First, Firefox addons are not actually executable files; they're scripts constrained within the browser's ecosystem, and thus can only access certain features and functions. I'm certain that accessing the blacklist controls would be one of those functions that Mozilla have ensured that addons cannot affect for obvious reasons.
Bear in mind that addons are intended, and permitted, to ultimately do only one thing: to modify the user experience of websites displayed in the browser. SQL injection falls within this purview, since in practice SQL injection is merely the submission of search terms to a web form. In this, its behaviour is similar to an addon (I forget its name, probably TrackMeNot or something like it) that salts search engines with random queries to throw off search profiling. The addon itself isn't actually a real trojan in the same sense as, say, Zeus or or Conficker, because it doesn't run independently of the browser and doesn't replicate a trojan's behaviour. All it does is send SQL injection queries to any web forms it finds, just as anti-profiling addons send rubbish search queries.

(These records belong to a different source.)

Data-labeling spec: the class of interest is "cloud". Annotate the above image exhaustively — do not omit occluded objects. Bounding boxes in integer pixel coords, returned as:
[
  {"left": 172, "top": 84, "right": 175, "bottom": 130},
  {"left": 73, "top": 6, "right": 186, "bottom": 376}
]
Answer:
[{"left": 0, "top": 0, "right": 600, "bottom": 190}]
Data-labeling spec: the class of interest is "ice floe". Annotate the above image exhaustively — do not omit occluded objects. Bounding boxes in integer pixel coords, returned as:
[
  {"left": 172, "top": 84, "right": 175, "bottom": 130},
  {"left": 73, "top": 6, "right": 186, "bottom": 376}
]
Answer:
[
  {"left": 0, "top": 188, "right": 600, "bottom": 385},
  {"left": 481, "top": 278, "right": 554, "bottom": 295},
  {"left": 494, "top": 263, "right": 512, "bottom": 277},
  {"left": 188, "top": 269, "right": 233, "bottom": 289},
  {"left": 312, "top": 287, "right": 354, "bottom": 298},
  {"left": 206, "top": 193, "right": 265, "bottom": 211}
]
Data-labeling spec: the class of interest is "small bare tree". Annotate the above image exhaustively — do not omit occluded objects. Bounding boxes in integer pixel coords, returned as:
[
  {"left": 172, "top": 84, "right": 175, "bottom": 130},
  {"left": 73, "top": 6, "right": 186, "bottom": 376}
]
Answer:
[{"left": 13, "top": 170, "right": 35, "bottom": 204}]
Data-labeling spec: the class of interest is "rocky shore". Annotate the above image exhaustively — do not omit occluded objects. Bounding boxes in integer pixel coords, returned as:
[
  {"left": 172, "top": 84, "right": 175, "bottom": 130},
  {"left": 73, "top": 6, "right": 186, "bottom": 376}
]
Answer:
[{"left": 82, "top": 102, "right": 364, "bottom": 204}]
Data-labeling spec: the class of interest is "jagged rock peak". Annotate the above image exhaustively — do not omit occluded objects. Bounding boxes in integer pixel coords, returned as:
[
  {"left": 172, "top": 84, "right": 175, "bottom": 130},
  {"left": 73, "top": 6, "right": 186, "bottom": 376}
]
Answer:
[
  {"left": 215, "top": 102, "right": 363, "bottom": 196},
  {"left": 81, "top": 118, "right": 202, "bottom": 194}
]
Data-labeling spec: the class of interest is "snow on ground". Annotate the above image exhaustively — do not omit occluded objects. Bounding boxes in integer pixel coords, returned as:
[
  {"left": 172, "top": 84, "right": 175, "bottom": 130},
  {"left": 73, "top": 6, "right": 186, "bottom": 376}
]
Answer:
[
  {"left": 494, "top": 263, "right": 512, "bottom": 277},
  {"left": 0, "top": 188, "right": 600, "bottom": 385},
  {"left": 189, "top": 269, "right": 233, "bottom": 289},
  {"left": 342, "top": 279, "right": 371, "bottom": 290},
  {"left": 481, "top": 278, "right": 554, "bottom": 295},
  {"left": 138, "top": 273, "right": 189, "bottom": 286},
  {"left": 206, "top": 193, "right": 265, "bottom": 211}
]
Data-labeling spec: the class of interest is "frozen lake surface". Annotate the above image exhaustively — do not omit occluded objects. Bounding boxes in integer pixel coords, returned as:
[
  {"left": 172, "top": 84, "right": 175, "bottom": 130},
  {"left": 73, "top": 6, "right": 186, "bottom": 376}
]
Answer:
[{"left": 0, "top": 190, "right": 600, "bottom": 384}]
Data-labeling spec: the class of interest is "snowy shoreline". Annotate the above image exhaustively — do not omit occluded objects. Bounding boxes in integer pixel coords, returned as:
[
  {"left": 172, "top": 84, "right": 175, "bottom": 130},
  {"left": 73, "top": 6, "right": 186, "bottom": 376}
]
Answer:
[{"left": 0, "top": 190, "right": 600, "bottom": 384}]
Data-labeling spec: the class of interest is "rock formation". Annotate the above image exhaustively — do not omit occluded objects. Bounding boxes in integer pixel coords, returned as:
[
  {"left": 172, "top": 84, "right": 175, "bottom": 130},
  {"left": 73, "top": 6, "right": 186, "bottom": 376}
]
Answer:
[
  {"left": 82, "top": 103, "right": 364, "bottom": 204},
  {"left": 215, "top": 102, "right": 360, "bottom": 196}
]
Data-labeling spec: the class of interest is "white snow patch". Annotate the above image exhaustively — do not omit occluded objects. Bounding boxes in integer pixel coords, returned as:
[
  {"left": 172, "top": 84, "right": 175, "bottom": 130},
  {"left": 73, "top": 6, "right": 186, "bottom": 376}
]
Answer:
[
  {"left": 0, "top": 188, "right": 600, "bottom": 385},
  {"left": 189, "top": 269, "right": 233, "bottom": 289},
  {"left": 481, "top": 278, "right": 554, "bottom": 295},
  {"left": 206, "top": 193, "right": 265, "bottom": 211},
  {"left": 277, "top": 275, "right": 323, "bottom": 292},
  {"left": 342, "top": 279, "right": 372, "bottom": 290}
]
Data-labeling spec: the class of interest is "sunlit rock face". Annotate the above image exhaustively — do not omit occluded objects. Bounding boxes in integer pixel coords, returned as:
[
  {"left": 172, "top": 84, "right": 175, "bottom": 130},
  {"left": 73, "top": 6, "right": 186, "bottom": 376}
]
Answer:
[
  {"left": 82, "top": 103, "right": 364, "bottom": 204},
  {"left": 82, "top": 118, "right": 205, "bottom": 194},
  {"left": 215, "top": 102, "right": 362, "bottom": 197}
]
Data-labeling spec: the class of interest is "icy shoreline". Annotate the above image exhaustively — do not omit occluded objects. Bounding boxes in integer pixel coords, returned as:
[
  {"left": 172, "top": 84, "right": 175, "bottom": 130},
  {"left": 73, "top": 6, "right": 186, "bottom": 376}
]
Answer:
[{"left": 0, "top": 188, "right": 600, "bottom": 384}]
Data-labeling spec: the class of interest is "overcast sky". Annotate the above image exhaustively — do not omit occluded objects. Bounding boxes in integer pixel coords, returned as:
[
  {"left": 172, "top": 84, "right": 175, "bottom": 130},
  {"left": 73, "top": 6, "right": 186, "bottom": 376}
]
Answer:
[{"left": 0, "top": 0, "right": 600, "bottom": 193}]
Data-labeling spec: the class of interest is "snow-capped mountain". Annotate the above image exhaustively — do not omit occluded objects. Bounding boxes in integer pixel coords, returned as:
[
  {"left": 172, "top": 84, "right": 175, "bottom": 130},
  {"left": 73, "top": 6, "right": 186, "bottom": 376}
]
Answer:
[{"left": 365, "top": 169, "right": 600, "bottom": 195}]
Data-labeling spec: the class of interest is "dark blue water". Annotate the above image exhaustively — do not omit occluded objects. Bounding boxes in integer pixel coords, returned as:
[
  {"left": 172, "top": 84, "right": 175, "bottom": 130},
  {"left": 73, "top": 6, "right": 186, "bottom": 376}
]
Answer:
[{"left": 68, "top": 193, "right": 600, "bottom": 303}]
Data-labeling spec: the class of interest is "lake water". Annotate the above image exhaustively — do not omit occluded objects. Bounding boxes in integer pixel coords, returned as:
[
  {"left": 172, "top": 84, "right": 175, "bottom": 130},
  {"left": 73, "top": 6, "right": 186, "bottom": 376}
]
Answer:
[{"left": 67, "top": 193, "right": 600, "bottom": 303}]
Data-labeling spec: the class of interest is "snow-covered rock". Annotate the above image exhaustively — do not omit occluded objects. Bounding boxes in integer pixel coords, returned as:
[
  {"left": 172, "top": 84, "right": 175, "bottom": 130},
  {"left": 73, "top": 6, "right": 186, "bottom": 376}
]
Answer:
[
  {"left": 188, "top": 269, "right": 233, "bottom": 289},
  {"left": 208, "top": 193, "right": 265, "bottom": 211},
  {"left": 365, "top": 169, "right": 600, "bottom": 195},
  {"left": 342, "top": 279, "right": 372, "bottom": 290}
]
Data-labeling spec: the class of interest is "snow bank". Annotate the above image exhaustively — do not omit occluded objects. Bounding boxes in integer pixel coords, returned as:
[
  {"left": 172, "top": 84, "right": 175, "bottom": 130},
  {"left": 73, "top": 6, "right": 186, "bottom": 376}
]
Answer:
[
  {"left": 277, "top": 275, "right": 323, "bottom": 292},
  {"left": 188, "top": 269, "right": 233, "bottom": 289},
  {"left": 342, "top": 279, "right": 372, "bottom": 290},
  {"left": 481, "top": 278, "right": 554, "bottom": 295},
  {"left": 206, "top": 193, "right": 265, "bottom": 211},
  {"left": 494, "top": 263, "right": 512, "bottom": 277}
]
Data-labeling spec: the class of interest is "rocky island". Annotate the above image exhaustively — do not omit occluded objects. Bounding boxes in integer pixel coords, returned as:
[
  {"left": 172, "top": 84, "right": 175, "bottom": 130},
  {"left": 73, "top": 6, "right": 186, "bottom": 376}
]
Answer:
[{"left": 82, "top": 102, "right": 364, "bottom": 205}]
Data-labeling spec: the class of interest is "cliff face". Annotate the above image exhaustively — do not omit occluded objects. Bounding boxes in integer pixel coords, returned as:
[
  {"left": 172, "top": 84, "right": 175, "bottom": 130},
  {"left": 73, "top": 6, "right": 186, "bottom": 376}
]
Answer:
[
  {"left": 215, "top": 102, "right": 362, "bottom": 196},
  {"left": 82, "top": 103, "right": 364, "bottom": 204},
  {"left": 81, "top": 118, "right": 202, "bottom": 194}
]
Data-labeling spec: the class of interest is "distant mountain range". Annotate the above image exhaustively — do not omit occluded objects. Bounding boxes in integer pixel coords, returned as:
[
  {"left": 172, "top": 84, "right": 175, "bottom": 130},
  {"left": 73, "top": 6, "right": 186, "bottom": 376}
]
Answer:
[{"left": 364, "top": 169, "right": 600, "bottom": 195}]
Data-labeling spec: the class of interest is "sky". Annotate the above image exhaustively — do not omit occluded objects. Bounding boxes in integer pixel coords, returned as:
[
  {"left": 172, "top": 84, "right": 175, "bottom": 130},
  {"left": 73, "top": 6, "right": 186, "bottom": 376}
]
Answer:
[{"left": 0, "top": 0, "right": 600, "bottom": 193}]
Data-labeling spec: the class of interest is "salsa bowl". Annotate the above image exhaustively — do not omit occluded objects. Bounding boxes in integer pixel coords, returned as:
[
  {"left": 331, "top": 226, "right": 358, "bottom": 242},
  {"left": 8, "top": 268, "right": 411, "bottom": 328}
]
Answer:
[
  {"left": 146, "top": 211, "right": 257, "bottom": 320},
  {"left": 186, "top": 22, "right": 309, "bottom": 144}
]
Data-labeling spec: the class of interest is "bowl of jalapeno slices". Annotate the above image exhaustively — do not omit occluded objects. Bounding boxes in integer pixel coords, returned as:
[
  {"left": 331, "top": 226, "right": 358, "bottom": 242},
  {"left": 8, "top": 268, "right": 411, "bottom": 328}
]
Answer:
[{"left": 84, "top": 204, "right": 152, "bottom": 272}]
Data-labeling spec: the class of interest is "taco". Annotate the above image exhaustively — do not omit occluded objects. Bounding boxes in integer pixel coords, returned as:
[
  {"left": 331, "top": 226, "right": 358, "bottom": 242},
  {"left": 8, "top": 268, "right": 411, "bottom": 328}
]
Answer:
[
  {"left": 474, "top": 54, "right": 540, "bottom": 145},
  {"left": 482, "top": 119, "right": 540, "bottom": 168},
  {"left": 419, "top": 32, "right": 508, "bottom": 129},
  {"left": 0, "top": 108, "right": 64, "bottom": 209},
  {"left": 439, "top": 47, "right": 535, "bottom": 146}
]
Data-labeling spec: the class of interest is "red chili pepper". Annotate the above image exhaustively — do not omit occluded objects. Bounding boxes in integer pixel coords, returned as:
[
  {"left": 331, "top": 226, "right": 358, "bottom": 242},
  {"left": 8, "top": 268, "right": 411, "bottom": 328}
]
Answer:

What this amounts to is that because of the way addons are constrained within the environment imposed by the browser, it's simply not possible for an addon to be as invasive or potent as a free-running executable installed on your system. It could not, for example, modify the registry, alter firewall settings, or affect operating system files outside of the browser environment.
Theoretically, an addon could be created that, for example, captures anything you type into a webform and echoes it to a scammer's server, potentially allowing the keylogging of your banking details; but such addons are very quickly spotted and eliminated, because this behaviour follows a known malware heuristic. That's why you don't see such addons in the official repository; it's probably got to the point where even the most hardcore crooks don't even bother trying.
This addon escaped immediate detection precisely because it doesn't follow common malware heuristics such as keylogging or DDoSing; all it does is send search queries to the same website the browser is on, which isn't malware-like behaviour. It's actually a testament to the ingenuity of the crooks behind it to think of designing one that worked this way - which indicates that they're already aware that trying to secrete more obvious trojans in the addons repository, like the aforementioned keylogger, is futile.
Also, that only 12,500 users out of the hundreds of millions of Firefox users were affected, shows how quickly Mozilla and its developer community get on top of these things. This is an addon that, despite not exhibiting any malware-like behaviour, still didn't get very far before being spotted and eliminated. This is a testament to the vigilance of Mozilla and its developers, which I find rather reassuring.